<85>Quoi! Damon, lâchement esclave d'un troupeau,
Abreuve ses brebis, les tond de son ciseau,
Tandis que tant d'humains vivant dans l'opulence
Ont consacré leurs jours à la molle indolence!
Ah! quel luxe charmant s'étale chez les grands!
Des palais somptueux logent ces fainéants,
Leurs promenades sont des pompes triomphales,
Leurs repas, des festins, leurs jeux, des saturnales;
Les hommes,a ici-bas aux richesses soumis,
Leur doivent leurs honneurs, leurs talents, leurs amis.
Sans argent il n'est rien que misère et bassesse,
On prône vainement la stérile sagesse;
Un esprit merveilleux, un mérite divin,
Vous laissent, sans argent, un vertueux faquin.
L'or a dans ces climats une entière puissance,
Il donne à tous vos goûts une heureuse influence :
Faut-il faire valoir des droits litigieux,
Votre cœur brûle-t-il de feux séditieux,b
Frappez d'un marteau d'or, les portes sont ouvertes,
Vos talents sont prônés, vos sottises souffertes;
De l'univers entier ce précieux métal
Est le premier mobile et le nerf principal. »

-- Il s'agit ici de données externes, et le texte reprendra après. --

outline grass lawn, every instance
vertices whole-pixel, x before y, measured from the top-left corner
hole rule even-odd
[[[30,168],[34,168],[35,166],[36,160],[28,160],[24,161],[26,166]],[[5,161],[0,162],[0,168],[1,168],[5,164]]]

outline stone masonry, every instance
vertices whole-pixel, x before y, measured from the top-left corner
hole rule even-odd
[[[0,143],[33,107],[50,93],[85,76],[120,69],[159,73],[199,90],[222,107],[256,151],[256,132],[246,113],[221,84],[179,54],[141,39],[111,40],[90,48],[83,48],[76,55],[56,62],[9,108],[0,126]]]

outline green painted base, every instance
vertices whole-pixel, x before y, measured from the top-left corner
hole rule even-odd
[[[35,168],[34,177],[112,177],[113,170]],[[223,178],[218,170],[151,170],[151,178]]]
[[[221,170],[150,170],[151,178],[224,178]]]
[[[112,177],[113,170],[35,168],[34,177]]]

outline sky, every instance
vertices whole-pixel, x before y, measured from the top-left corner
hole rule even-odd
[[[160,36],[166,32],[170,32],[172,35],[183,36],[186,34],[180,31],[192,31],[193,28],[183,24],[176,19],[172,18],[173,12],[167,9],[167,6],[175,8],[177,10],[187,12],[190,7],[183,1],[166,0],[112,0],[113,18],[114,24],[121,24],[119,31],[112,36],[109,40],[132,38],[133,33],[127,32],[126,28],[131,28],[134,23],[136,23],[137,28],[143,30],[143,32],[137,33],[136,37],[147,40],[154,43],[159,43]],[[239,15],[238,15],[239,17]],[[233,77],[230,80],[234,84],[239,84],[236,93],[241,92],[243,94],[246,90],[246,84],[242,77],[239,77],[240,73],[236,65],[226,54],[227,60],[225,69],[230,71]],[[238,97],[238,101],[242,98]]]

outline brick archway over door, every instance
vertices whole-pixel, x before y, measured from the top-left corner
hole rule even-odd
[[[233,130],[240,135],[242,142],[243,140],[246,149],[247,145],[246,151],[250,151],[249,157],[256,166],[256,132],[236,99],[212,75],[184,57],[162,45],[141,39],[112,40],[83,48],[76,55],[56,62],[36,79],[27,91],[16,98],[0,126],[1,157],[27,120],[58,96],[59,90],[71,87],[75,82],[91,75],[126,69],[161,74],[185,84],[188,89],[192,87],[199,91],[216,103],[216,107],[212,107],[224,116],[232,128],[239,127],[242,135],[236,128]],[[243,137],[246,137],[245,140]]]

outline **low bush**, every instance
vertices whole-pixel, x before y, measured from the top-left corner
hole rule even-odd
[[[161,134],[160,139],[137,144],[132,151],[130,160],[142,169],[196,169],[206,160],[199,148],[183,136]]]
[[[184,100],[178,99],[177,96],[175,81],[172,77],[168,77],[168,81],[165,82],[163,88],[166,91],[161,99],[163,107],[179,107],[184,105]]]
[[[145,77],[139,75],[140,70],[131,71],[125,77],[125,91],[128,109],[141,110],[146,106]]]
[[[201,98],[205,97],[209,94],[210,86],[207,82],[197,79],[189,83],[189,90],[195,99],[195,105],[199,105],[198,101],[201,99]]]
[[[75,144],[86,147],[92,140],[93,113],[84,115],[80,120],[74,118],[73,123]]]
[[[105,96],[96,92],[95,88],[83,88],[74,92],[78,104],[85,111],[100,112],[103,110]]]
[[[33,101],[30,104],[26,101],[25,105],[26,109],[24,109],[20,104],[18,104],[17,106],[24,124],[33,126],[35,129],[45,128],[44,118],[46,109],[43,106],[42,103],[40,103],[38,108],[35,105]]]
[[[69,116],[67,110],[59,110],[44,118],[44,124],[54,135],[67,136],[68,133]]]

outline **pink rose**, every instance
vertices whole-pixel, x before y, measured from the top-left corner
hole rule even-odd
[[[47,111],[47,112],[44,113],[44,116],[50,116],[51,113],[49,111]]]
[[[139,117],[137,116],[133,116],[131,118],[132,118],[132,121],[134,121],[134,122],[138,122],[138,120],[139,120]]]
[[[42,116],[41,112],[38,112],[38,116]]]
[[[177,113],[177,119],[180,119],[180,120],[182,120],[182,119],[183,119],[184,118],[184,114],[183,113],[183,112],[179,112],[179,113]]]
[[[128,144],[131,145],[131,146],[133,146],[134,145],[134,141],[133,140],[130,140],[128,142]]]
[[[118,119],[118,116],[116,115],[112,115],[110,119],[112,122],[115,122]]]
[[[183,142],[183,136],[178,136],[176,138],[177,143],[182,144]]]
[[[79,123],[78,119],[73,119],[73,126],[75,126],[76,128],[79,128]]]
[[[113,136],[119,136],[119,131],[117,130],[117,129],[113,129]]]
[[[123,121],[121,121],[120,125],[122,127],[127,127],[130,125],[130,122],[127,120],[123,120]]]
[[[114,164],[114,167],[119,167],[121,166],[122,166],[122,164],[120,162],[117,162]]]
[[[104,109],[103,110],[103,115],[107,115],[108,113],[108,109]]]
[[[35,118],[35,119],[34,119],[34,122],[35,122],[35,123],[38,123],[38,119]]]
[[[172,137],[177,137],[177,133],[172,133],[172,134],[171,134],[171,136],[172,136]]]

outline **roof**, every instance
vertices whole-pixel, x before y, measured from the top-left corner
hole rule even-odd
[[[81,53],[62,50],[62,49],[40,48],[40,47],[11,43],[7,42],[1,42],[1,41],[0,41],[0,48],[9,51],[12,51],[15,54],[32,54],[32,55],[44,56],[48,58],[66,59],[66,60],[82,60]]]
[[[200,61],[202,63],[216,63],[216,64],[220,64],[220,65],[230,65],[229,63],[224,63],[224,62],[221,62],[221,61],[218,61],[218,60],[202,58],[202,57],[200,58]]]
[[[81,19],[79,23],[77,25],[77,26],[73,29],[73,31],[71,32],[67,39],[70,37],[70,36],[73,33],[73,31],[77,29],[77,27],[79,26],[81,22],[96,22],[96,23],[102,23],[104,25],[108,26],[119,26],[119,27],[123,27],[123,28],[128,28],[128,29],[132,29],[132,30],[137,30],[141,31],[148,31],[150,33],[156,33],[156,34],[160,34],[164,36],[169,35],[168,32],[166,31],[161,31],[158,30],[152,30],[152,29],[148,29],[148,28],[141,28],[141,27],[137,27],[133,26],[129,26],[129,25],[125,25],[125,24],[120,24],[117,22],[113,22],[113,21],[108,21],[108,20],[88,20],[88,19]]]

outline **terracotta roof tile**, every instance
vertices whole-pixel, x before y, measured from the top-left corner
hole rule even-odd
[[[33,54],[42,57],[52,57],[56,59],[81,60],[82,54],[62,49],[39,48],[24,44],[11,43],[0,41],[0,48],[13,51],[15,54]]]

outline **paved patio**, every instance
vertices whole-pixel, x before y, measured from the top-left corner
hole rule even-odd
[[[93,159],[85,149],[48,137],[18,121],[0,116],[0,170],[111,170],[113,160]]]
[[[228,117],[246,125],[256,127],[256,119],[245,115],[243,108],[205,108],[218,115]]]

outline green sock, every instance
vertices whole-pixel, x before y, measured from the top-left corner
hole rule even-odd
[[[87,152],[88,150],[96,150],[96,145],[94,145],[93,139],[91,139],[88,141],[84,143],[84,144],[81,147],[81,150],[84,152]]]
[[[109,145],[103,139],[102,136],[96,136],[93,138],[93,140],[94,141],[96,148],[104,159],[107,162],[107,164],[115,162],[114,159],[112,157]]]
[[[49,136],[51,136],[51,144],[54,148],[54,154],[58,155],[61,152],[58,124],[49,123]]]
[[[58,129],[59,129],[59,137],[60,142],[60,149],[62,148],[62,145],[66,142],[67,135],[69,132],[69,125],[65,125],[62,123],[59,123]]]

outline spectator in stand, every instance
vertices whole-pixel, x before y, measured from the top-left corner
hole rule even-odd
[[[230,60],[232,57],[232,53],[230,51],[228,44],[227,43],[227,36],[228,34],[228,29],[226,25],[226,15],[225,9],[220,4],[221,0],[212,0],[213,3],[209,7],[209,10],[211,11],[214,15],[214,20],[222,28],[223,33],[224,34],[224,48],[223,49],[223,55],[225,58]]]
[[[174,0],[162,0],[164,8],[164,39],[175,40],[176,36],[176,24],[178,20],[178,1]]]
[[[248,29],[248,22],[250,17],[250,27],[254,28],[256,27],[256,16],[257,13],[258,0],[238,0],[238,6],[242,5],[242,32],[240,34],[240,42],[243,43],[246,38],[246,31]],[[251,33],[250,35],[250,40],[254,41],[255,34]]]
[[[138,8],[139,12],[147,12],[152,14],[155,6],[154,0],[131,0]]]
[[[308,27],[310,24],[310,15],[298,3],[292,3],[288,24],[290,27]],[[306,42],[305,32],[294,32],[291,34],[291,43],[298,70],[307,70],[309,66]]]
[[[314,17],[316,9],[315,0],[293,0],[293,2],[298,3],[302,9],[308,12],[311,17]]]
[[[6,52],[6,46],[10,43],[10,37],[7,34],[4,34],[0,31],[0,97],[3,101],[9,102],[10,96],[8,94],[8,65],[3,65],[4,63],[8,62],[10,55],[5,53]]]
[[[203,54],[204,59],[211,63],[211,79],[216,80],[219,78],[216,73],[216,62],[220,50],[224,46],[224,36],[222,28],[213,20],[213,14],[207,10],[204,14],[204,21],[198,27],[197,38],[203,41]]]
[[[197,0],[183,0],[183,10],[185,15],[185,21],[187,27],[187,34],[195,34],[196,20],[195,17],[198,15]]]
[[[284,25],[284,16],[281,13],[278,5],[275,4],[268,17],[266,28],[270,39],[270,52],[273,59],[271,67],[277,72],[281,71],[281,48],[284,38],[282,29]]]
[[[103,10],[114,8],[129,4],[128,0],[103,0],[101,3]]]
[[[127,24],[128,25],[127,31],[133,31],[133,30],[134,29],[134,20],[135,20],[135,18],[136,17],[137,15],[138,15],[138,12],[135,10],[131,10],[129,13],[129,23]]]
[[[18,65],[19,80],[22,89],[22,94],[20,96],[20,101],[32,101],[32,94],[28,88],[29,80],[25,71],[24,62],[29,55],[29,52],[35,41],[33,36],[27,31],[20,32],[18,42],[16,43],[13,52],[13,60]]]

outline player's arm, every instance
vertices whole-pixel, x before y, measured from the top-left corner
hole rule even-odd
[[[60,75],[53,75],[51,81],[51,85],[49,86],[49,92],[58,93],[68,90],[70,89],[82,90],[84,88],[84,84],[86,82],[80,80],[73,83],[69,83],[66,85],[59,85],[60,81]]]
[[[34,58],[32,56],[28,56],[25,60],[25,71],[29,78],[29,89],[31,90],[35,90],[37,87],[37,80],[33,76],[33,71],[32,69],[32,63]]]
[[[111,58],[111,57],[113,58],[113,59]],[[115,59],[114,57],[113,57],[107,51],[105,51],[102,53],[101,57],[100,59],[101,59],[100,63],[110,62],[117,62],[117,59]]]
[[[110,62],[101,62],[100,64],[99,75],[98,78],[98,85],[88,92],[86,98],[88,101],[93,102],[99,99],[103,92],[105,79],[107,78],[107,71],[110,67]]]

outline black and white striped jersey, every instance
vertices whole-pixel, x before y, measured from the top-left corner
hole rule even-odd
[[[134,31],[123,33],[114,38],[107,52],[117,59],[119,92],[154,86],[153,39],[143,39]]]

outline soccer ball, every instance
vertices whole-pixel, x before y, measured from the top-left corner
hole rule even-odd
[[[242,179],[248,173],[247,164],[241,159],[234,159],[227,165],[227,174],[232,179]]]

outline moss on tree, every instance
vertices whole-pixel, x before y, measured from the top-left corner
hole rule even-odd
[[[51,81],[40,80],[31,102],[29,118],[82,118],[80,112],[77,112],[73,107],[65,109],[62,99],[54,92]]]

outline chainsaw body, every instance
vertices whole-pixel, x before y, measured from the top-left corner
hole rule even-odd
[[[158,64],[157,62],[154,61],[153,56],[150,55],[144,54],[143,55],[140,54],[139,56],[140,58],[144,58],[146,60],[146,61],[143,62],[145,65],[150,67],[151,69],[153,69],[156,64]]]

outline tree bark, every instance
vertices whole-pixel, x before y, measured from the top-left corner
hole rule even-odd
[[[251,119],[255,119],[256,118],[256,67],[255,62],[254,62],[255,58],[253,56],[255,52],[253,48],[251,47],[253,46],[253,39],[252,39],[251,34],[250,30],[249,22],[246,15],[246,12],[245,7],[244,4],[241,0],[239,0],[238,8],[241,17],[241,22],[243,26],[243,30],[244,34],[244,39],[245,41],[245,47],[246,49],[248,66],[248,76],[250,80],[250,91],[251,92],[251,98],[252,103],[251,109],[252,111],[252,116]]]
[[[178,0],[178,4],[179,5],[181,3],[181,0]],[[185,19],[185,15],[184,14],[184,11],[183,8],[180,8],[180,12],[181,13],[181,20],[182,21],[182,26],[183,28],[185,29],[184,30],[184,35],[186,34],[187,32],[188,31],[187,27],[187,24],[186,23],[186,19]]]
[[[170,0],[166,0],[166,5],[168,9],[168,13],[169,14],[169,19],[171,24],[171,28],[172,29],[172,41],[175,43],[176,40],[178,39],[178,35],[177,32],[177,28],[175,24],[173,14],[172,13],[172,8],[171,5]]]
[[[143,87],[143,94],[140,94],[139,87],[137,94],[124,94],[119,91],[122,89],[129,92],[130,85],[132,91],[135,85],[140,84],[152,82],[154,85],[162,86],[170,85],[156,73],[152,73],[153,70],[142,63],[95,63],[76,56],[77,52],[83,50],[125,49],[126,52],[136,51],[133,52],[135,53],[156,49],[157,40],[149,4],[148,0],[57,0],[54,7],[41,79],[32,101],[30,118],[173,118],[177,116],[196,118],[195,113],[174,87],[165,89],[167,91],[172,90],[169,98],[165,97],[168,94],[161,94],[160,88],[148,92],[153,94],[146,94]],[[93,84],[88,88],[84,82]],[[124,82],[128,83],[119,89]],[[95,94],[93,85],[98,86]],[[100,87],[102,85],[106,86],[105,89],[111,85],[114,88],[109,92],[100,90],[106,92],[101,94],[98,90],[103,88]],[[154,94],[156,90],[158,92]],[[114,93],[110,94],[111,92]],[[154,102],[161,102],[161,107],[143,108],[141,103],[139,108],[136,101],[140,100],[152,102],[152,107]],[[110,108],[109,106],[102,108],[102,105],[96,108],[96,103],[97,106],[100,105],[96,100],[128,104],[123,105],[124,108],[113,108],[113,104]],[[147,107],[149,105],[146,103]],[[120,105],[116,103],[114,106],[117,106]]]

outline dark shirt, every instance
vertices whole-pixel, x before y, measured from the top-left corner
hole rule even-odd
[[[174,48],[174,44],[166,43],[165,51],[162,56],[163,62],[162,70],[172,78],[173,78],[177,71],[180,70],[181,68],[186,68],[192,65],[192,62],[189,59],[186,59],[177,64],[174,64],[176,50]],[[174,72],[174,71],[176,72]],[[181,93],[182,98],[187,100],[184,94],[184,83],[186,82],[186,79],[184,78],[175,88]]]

Le malheureux Damon, que l'Intérêt assiége,
Ne peut plus résister, et tombe dans le piége;
Ses moutons et Philis, objets de ses plaisirs,
Sont effacés soudain par de nouveaux désirs.
Ce champêtre séjour lui devient insipide;
Des grandeurs et des biens sentant la soif avide,
Il abandonne enfin Philis et ses brebis.
a Les humains. (Variante de l'édition in-4 de 1760, p. 116.)
b D'un feu séditieux. (Variante de l'édition in-4 de 1760, p. 116.)